日本に帰国し、社会人となった2007年。このころから思考に幅が出始める。
「社会問題には複合的な要因があり、その解決には分野を超えた協力が必要です。そこで、多様な若者が協働できるプラットホームをつくろうと考えました」。
こうして始めたのが北海道洞爺湖(とうやこ)サミットに向けたプロジェクト『Japan Youth G8(JYG8)』。環境、資源開発、医療などさまざまな分野で活動する若者と手を組み、各国のユースとの国際会議、政府関係者との議論、南北問題の解決を目指すキャンペーンなどを開催した。

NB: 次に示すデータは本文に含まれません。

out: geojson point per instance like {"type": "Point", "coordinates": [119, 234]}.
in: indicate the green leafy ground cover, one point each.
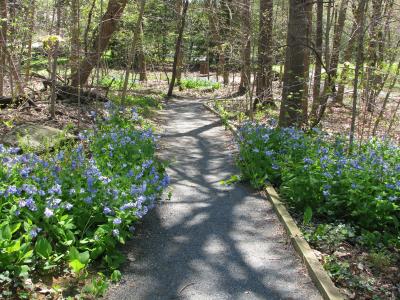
{"type": "Point", "coordinates": [344, 202]}
{"type": "Point", "coordinates": [68, 209]}
{"type": "Point", "coordinates": [195, 83]}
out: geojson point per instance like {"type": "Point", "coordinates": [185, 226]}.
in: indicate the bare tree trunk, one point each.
{"type": "Point", "coordinates": [53, 96]}
{"type": "Point", "coordinates": [88, 23]}
{"type": "Point", "coordinates": [348, 53]}
{"type": "Point", "coordinates": [264, 93]}
{"type": "Point", "coordinates": [30, 35]}
{"type": "Point", "coordinates": [226, 32]}
{"type": "Point", "coordinates": [178, 47]}
{"type": "Point", "coordinates": [337, 38]}
{"type": "Point", "coordinates": [107, 27]}
{"type": "Point", "coordinates": [386, 100]}
{"type": "Point", "coordinates": [318, 62]}
{"type": "Point", "coordinates": [245, 73]}
{"type": "Point", "coordinates": [142, 58]}
{"type": "Point", "coordinates": [3, 43]}
{"type": "Point", "coordinates": [308, 7]}
{"type": "Point", "coordinates": [359, 64]}
{"type": "Point", "coordinates": [327, 33]}
{"type": "Point", "coordinates": [374, 58]}
{"type": "Point", "coordinates": [132, 52]}
{"type": "Point", "coordinates": [75, 43]}
{"type": "Point", "coordinates": [291, 112]}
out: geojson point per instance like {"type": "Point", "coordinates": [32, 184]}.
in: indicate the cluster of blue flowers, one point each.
{"type": "Point", "coordinates": [88, 195]}
{"type": "Point", "coordinates": [314, 169]}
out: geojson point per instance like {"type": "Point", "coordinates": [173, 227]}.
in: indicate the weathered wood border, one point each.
{"type": "Point", "coordinates": [317, 273]}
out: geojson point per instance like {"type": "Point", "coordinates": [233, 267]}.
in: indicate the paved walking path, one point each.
{"type": "Point", "coordinates": [209, 241]}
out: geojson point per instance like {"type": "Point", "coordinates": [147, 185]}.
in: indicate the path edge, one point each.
{"type": "Point", "coordinates": [315, 269]}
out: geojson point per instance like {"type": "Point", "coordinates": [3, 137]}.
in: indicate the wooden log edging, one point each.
{"type": "Point", "coordinates": [315, 269]}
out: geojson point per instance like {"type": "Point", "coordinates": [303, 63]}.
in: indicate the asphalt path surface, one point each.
{"type": "Point", "coordinates": [209, 241]}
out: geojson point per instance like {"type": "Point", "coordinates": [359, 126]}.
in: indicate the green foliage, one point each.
{"type": "Point", "coordinates": [115, 83]}
{"type": "Point", "coordinates": [75, 205]}
{"type": "Point", "coordinates": [329, 237]}
{"type": "Point", "coordinates": [195, 83]}
{"type": "Point", "coordinates": [97, 286]}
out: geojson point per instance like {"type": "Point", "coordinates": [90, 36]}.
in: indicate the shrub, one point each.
{"type": "Point", "coordinates": [75, 205]}
{"type": "Point", "coordinates": [315, 170]}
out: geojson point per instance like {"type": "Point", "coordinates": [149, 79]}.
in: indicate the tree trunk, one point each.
{"type": "Point", "coordinates": [291, 112]}
{"type": "Point", "coordinates": [87, 28]}
{"type": "Point", "coordinates": [374, 58]}
{"type": "Point", "coordinates": [264, 93]}
{"type": "Point", "coordinates": [132, 52]}
{"type": "Point", "coordinates": [75, 43]}
{"type": "Point", "coordinates": [226, 33]}
{"type": "Point", "coordinates": [178, 48]}
{"type": "Point", "coordinates": [327, 33]}
{"type": "Point", "coordinates": [108, 25]}
{"type": "Point", "coordinates": [3, 43]}
{"type": "Point", "coordinates": [318, 59]}
{"type": "Point", "coordinates": [308, 7]}
{"type": "Point", "coordinates": [348, 53]}
{"type": "Point", "coordinates": [30, 35]}
{"type": "Point", "coordinates": [337, 38]}
{"type": "Point", "coordinates": [386, 100]}
{"type": "Point", "coordinates": [142, 58]}
{"type": "Point", "coordinates": [245, 74]}
{"type": "Point", "coordinates": [54, 56]}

サミット終了から3年、福島さんはJYG8の理念を引き継ぐ形で「United Youth」を設立。4年目を迎えた現在、団体の飛躍に向けて奔走中だ。
「最も力を入れているのは『若者議会』です。これは、全国の若者で討論し、そこでまとまった意見を政治の現場や、そのテーマに最も関係する人・団体に提言する取り組み。若者の声が政策決定の現場に届く環境づくりを目指しています」。
若者が社会のことを深く考え、積極的な発信や行動に出ることが当たり前の世の中にしたい。福島さんの目下の目標だ。そのためには環境整備に加え、若者自身の姿勢の変化も必要と考える。早大生にも望むことは同じだ。
「一人一人が身近なことを少しでも良くしようとすることの積み重ねが社会を作っていく。まずは、関心のあることについて深く考え、それをぜひ人に話してほしい。その姿勢が世の中を変える第一歩になると思います」。